Page 1 of 1

About a Crawling Project

Posted: Fri May 28, 2010 1:33 pm
by miniramen
hello!!
I want to keep this less reading as possible, but basically work has asked to just do something that is obviously out of my league, but I'm ambitious and
I want to get it done.

Basically I've been given a list of business directories for me to crawl. I have to crawl their business names, phone ect. Also, the crawler has to
crawl the entire website, not only a webpage inside it without going to external links.

so fine... I try to meet this problem step by step.
First, I need a way to crawl an entire website, then extract information of it for each site. The information that I'll be getting will be input onto a mysql database.

So my thoughts would be that the crawler will do the same thing for each website within a webpage.
For each, it will try to find out the business name through some keywords and if there are labels that categorizes the data.
Then store it inside the database, if null..then just skip the field. That's really what it has to do.

Unfortunately the pattern is not easy to find out, neither is the way to crawl an entire website.

So in the technical aspect.

I'll create a dom document for each site_content, taking only the important tagsusing Xpath then try to use Regex to query from it and insert the data onto a multidimensional array.
I really wonder if it'd work, but it would be amazing if I can do this!!!

If anyone has done anything similar in the past, please give me some tips, so I can better understand from it.

Re: About a Crawling Project

Posted: Fri May 28, 2010 1:48 pm
by Eran
A couple of pointers -
1. The Zend_Dom_Query component from the Zend Framework is very useful for crawling. It can be used as a standalone, and uses CSS syntax to find elements (much like jQuery if you are familiar with it). http://framework.zend.com/manual/en/zend.dom.query.html
2. If you intend to scrape a lot of pages, you should consider using the curl_multi functions which can fetch several pages at the same time. This will significantly reduce the time it takes to complete the crawl. http://www.php.net/manual/en/function.c ... i-exec.php
3. Having said that, you should consider throttling your own rate of crawling as some sites will block your IP if you fetch pages too fast, as protection against DOS attacks.
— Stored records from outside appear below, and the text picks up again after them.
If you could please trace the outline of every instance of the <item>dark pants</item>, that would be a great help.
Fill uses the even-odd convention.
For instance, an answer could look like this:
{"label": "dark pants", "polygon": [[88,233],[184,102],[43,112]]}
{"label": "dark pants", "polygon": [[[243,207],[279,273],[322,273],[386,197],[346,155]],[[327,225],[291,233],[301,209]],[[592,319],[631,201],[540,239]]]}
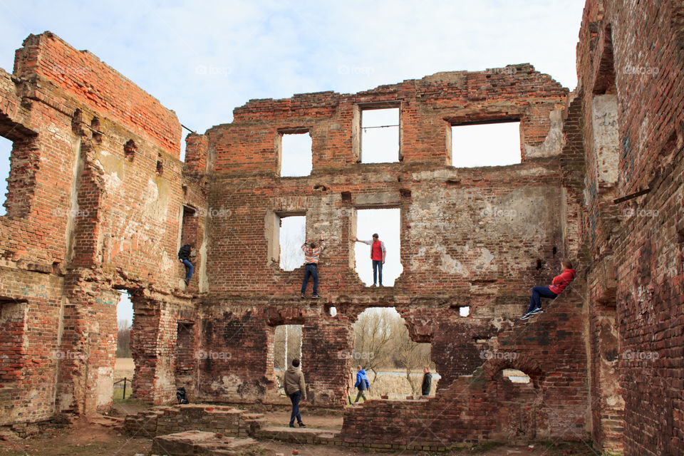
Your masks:
{"label": "dark pants", "polygon": [[[378,281],[378,276],[380,276],[380,281]],[[373,260],[373,283],[383,284],[383,260]]]}
{"label": "dark pants", "polygon": [[538,307],[542,307],[540,297],[554,299],[558,295],[549,289],[548,286],[533,286],[532,296],[529,298],[529,309],[528,312],[532,312]]}
{"label": "dark pants", "polygon": [[301,423],[301,415],[299,415],[299,398],[301,397],[301,391],[297,391],[290,395],[290,400],[292,402],[292,414],[290,415],[290,424],[294,424],[294,419],[297,419],[297,423]]}
{"label": "dark pants", "polygon": [[301,284],[301,294],[306,291],[306,284],[309,283],[309,276],[314,277],[314,294],[318,294],[318,271],[316,263],[307,263],[304,267],[304,282]]}
{"label": "dark pants", "polygon": [[195,271],[195,266],[192,266],[192,263],[190,263],[188,260],[184,259],[183,264],[185,265],[185,271],[187,274],[185,274],[185,280],[190,281],[190,277],[192,276],[192,271]]}

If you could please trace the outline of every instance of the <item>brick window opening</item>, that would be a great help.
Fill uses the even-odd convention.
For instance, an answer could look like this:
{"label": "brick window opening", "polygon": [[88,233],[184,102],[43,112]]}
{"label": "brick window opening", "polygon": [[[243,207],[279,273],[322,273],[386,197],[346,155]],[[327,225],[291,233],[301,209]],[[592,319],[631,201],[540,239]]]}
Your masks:
{"label": "brick window opening", "polygon": [[12,142],[0,136],[0,193],[2,195],[2,206],[0,215],[6,214],[7,180],[9,179],[9,156],[12,152]]}
{"label": "brick window opening", "polygon": [[[383,286],[393,286],[394,281],[403,271],[399,256],[401,251],[400,216],[399,208],[356,211],[356,237],[361,241],[372,241],[373,235],[377,234],[379,240],[385,243],[386,252],[385,264],[383,265]],[[366,286],[373,284],[371,249],[371,246],[361,242],[356,242],[354,245],[354,270]],[[378,282],[379,279],[378,276]]]}
{"label": "brick window opening", "polygon": [[519,121],[451,127],[451,162],[456,167],[514,165],[522,157]]}
{"label": "brick window opening", "polygon": [[[269,212],[266,237],[269,258],[284,271],[293,271],[304,264],[301,244],[306,238],[306,212]],[[309,239],[318,244],[318,236]]]}
{"label": "brick window opening", "polygon": [[179,321],[176,331],[176,388],[192,390],[192,379],[200,356],[195,349],[195,324]]}
{"label": "brick window opening", "polygon": [[26,301],[0,296],[0,383],[8,384],[21,378],[21,368],[26,362]]}
{"label": "brick window opening", "polygon": [[126,143],[123,145],[123,152],[126,155],[126,158],[128,161],[133,161],[133,157],[135,156],[135,153],[138,152],[138,146],[135,145],[135,141],[133,140],[128,140],[126,141]]}
{"label": "brick window opening", "polygon": [[[434,395],[440,376],[430,361],[431,344],[411,340],[406,321],[395,308],[369,307],[359,314],[353,328],[354,349],[343,355],[351,358],[355,382],[357,366],[366,370],[371,386],[370,393],[364,393],[366,398],[403,400],[423,395],[426,366],[432,375],[428,395]],[[350,389],[352,400],[357,394],[357,388]]]}
{"label": "brick window opening", "polygon": [[398,108],[361,108],[361,163],[388,163],[399,161],[399,125]]}
{"label": "brick window opening", "polygon": [[[195,244],[197,241],[197,230],[200,226],[200,218],[197,211],[190,206],[183,206],[183,219],[180,231],[180,246],[186,244]],[[180,248],[178,246],[178,248]],[[195,245],[197,247],[197,245]]]}
{"label": "brick window opening", "polygon": [[100,133],[100,119],[96,117],[90,120],[90,133],[93,135],[93,139],[96,142],[102,142],[102,133]]}
{"label": "brick window opening", "polygon": [[[118,290],[120,294],[116,305],[117,338],[116,363],[114,367],[114,401],[121,402],[130,397],[135,370],[130,350],[130,331],[133,321],[133,304],[126,290]],[[126,379],[125,398],[123,397],[123,379]]]}
{"label": "brick window opening", "polygon": [[[302,364],[301,331],[303,325],[279,325],[273,331],[273,369],[281,395],[285,395],[283,375],[285,370],[297,358]],[[301,366],[301,364],[300,364]]]}
{"label": "brick window opening", "polygon": [[278,163],[283,177],[308,176],[313,168],[311,136],[308,130],[278,135]]}
{"label": "brick window opening", "polygon": [[162,154],[159,154],[157,158],[157,175],[161,176],[164,174],[164,163],[162,162]]}

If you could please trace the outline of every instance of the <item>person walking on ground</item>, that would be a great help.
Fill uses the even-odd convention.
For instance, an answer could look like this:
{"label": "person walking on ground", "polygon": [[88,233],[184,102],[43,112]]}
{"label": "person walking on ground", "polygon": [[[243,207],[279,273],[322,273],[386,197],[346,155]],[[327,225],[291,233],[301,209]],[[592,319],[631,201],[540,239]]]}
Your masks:
{"label": "person walking on ground", "polygon": [[[309,244],[309,247],[306,244]],[[305,241],[301,244],[301,249],[304,251],[304,281],[301,284],[301,297],[304,297],[304,293],[306,291],[306,284],[309,283],[309,276],[314,277],[314,294],[312,298],[320,298],[318,296],[318,256],[323,249],[326,248],[326,242],[323,240],[323,233],[321,233],[321,241],[318,242],[318,247],[316,247],[316,242],[309,243]]]}
{"label": "person walking on ground", "polygon": [[304,383],[304,374],[299,368],[299,360],[292,360],[292,366],[287,368],[285,375],[283,375],[285,394],[290,398],[292,403],[292,413],[290,415],[290,428],[294,428],[294,419],[297,419],[297,424],[300,428],[306,428],[306,425],[301,422],[301,415],[299,414],[299,400],[306,400],[306,385]]}
{"label": "person walking on ground", "polygon": [[377,283],[380,284],[380,286],[382,286],[383,264],[385,264],[385,257],[387,256],[385,243],[378,237],[378,233],[373,235],[372,241],[361,241],[358,237],[354,238],[354,241],[370,246],[370,259],[373,261],[373,286],[375,286]]}
{"label": "person walking on ground", "polygon": [[432,385],[432,374],[430,373],[430,366],[423,368],[423,386],[421,393],[424,396],[430,395],[430,388]]}
{"label": "person walking on ground", "polygon": [[368,378],[366,376],[366,370],[360,366],[356,366],[356,369],[358,372],[356,373],[356,383],[354,383],[354,387],[358,389],[358,393],[354,400],[355,404],[358,402],[359,398],[363,398],[363,402],[368,400],[366,398],[366,395],[363,394],[363,391],[368,390],[368,393],[370,392],[370,383],[368,383]]}
{"label": "person walking on ground", "polygon": [[563,271],[560,275],[554,277],[549,286],[533,286],[532,296],[529,298],[529,307],[525,314],[520,317],[521,320],[527,320],[533,315],[541,314],[544,311],[542,309],[542,302],[540,298],[550,298],[553,299],[565,289],[572,279],[575,278],[576,273],[572,269],[572,261],[566,259],[561,262]]}
{"label": "person walking on ground", "polygon": [[192,249],[195,248],[195,244],[190,242],[186,244],[178,251],[178,259],[185,265],[185,286],[190,284],[190,279],[192,277],[192,271],[195,271],[195,266],[190,263],[190,254],[192,253]]}

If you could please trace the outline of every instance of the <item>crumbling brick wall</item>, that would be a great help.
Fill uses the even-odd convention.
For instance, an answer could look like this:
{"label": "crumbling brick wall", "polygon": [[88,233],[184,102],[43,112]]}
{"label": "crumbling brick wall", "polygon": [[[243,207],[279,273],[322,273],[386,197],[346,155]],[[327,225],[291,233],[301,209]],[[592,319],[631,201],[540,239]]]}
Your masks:
{"label": "crumbling brick wall", "polygon": [[46,32],[26,38],[13,75],[0,72],[0,135],[14,145],[0,217],[0,311],[5,328],[17,328],[0,335],[12,361],[3,363],[0,424],[111,403],[115,289],[168,308],[157,338],[167,349],[147,371],[156,385],[140,395],[173,400],[175,319],[195,318],[181,311],[190,298],[176,259],[182,204],[203,205],[200,185],[182,176],[175,113]]}
{"label": "crumbling brick wall", "polygon": [[[626,455],[684,451],[681,17],[680,1],[589,0],[578,46],[593,434]],[[611,96],[616,151],[606,160],[597,135]]]}

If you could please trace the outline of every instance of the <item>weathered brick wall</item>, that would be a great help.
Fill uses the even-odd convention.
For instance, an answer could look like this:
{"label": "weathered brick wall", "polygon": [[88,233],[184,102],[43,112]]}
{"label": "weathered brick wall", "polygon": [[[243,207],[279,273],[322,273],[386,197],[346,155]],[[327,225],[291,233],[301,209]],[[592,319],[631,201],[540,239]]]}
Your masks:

Re: About a Crawling Project

Posted: Fri May 28, 2010 1:49 pm
by phdatabase
I make a living doing just this. The book that set me on this path is Webbots, Spiders, and Screen Scrapers a guide to developing Internet Agents with PHP/CURL. It has working (kind of) examples. $19.98 used on Amazon.

Re: About a Crawling Project

Posted: Mon May 31, 2010 12:39 pm
by miniramen
Thanks phdatabase, I got the book and it has nice ressources, but since this project of mine is so complicated, it felt like I'm still extremely far away from anythign to be done.

As for the zend dom query, I have troubles with installation, we do not need to dl the whole zend framework for this right?

So let me add another question, does anyone know any existent way to query all the url and url content of a website built by many webpages? I have something I found on wikipedia, but it's so complicated that I had trouble understanding it. http://syntax.cwarn23.net/PHP/Making_a_search_engine

Re: About a Crawling Project

Posted: Mon May 31, 2010 4:14 pm
by phdatabase
It's pretty straight forward and builds surprisingly fast. First set up your HTTP structure and this will depend on how stealthy you need to be. (Already done if you have the book LIB_http.php) Then write a function to strip out all the anchor and area links from the page and throw out any links that don't point to the current domain. If you throw links into an array you can easily get rid of multiples of any given link. Then make this function recursive to follow all the links you collect and you're done.